ARM is breaking through, however, both in the server world and now in the laptop segment. Indeed, Qualcomm’s Snapdragon X chips have been powering excellent laptops with fantastic battery autonomy since this year. ARM has some strong strengths compared to x86. That brings Intel and AMD together: they are the only two companies (allowed) to develop x86 chips, and thus have every interest in demonstrating the relevance of the architecture into the future.

Focus on x86

Specifically, the x86 Ecosystem Advisory Group wants to support three things. Literally:

  • Increase customers’ choice and compatibility in hardware and software, while allowing them to take advantage of new, advanced features faster.
  • Simplify architectural guidelines to improve software consistency and standardize interfaces between x86 products from Intel and AMD.
  • Enable more and more efficient integration of new capabilities into operating systems, frameworks and applications.

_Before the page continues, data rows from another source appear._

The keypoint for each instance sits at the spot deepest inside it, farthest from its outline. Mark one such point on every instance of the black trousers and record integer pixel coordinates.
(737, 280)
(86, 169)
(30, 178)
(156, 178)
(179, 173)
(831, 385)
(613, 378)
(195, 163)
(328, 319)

“x86 will go through a period of expansion and adaptability,” Gelsinger said of it. Stakeholders for the x86 architecture thus seem to have closed ranks.

This is good news: it is to no one’s advantage that one architecture or the other wins. In an ideal scenario, they coexist, driving each other’s innovation. The x86 Ecosystem Advisory Group, which brings together Intel and AMD as historical partners, is thus a first visible result of the new competition.